It did not. I could just flip off monsters because... why not? Here is a full run that ends with a) me flipping off a monster and b) me dying horribly. John Pornman’s (imagined) final words? “Worth it.”

Of course, with schlock sometimes comes skeeve, and Dispatcher definitely tows the line. Playing as a lady? Glance down and you’ll see massive, heaving breasts. Also, the only available lady voices are “strict,” “naughty,” and “bitchy.” The particular way they pull off said hyper-sexualized brand of schlock is icky and distasteful, but almost preposterously so. I guess after everything else, I wasn’t exactly surprised. It was just like, “Of course this game plays that card. Of course it does.”

I’m still not 100 percent sure why Dispatcher’s Steam user review rating is “very positive,” but I have a strong hunch. It’s one of those games where you can tell silly, one-line stories like, “I played as a porn actor who alternatively fled from monsters and flipped them off.” Glancing over the Steam reviews, that definitely didn’t hurt it. It’s a goofy Steam trend that, I think, actually has a fairly powerful impact on games’ overall ratings and, as a result, visibility on Steam (review quantity/quality plays a huge role in Steam’s search algorithms).

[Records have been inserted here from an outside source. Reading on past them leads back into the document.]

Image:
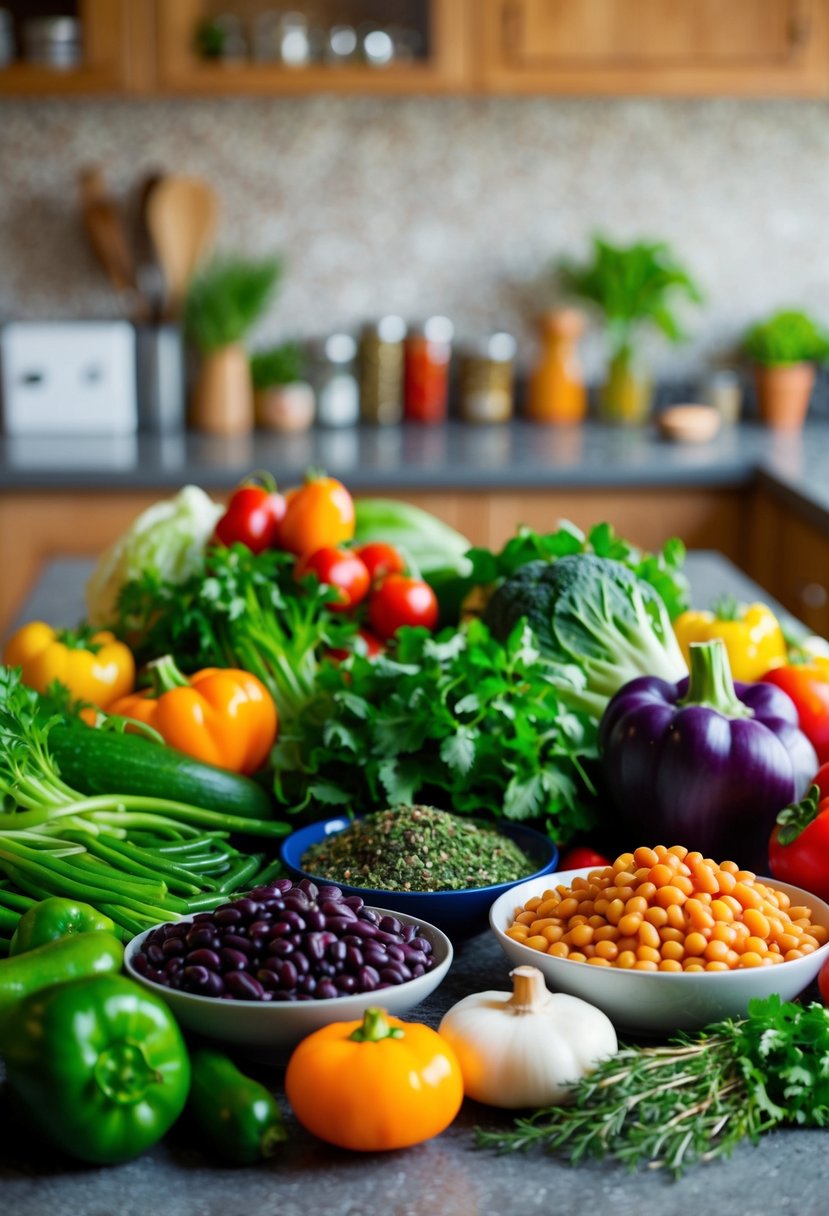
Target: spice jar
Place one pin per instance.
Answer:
(557, 392)
(382, 371)
(426, 371)
(334, 381)
(486, 380)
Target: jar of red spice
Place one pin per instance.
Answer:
(428, 352)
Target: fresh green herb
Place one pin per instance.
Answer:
(417, 849)
(661, 569)
(457, 720)
(237, 609)
(694, 1099)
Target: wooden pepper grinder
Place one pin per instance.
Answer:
(557, 392)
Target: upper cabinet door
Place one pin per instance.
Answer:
(737, 48)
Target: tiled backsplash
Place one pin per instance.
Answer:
(422, 206)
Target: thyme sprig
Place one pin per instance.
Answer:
(694, 1099)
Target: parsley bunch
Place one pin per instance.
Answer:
(458, 721)
(695, 1098)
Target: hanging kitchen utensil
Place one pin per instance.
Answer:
(181, 215)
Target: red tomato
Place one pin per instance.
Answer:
(338, 568)
(320, 514)
(802, 859)
(580, 857)
(253, 518)
(381, 559)
(401, 601)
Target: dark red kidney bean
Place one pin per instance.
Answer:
(243, 986)
(367, 979)
(354, 958)
(236, 941)
(232, 960)
(392, 975)
(203, 935)
(208, 958)
(300, 962)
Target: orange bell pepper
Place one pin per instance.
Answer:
(220, 715)
(377, 1084)
(94, 666)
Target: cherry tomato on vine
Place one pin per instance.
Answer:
(381, 559)
(253, 517)
(401, 601)
(319, 514)
(338, 568)
(582, 857)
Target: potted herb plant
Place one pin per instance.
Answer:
(784, 350)
(282, 400)
(223, 303)
(632, 286)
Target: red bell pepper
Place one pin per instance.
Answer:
(807, 684)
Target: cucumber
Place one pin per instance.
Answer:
(108, 763)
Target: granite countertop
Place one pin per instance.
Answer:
(450, 457)
(446, 1176)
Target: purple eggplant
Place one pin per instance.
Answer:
(706, 763)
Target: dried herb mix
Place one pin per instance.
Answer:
(417, 849)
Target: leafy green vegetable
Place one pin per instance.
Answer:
(237, 609)
(694, 1099)
(595, 613)
(458, 721)
(168, 538)
(663, 569)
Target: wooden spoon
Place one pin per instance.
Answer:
(181, 215)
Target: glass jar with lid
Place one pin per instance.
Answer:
(334, 381)
(488, 372)
(382, 371)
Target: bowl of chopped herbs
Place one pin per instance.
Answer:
(422, 861)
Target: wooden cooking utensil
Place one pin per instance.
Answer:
(181, 215)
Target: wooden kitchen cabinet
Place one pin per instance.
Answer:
(738, 48)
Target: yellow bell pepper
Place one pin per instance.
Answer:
(751, 632)
(95, 666)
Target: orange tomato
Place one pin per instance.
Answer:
(319, 514)
(374, 1085)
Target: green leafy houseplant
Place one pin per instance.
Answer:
(632, 286)
(784, 349)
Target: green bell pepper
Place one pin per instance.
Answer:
(55, 918)
(100, 1064)
(68, 958)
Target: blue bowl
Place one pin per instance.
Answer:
(458, 913)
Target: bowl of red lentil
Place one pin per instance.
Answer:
(665, 939)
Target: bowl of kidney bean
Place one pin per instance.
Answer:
(266, 969)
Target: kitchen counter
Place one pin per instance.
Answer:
(446, 1176)
(455, 456)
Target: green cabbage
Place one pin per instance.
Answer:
(168, 538)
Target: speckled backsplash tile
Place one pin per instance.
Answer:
(440, 204)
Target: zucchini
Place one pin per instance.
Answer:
(111, 763)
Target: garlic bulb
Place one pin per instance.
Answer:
(525, 1047)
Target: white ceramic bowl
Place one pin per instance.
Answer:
(653, 1002)
(280, 1025)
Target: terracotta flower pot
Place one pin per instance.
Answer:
(223, 398)
(784, 394)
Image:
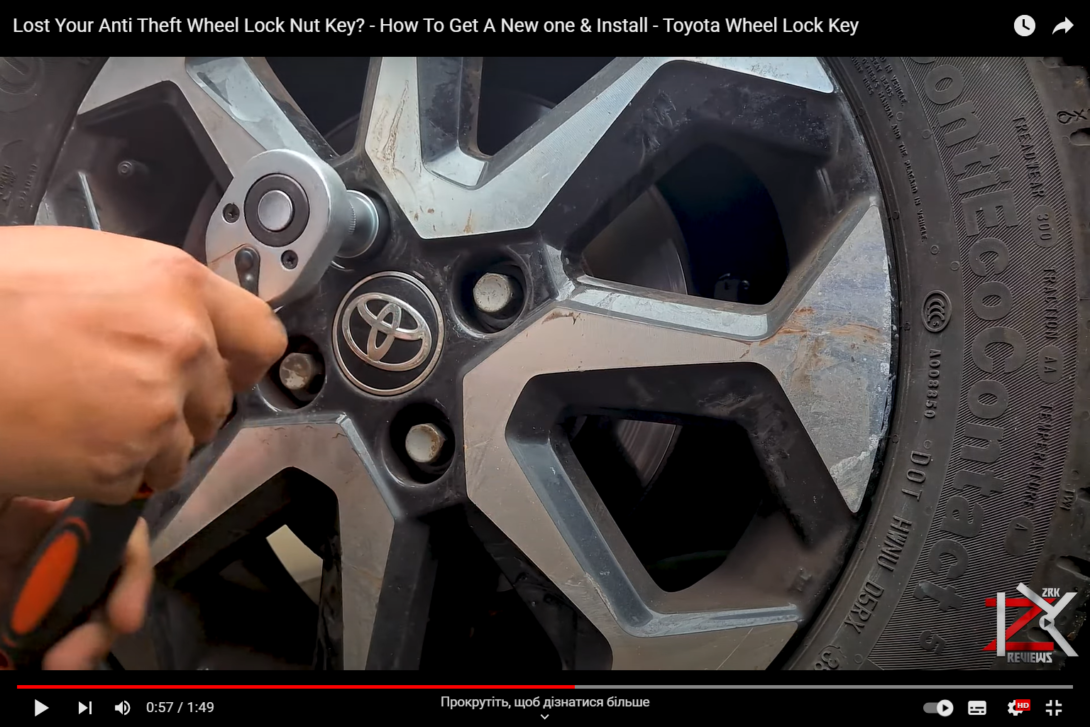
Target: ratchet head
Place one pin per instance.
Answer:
(281, 221)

People like games that give them funny stories. They like to tell their stories, and reviews—which they might not otherwise write if they didn’t have a story to tell—let them do that. For further evidence of this, check out the reviews on any open-world or survival game. Is that the system working as intended? I have no idea. But I’d wager that it definitely has an effect on the sorts of games that thrive on the Steam, as well as the ones that sink into obscurity.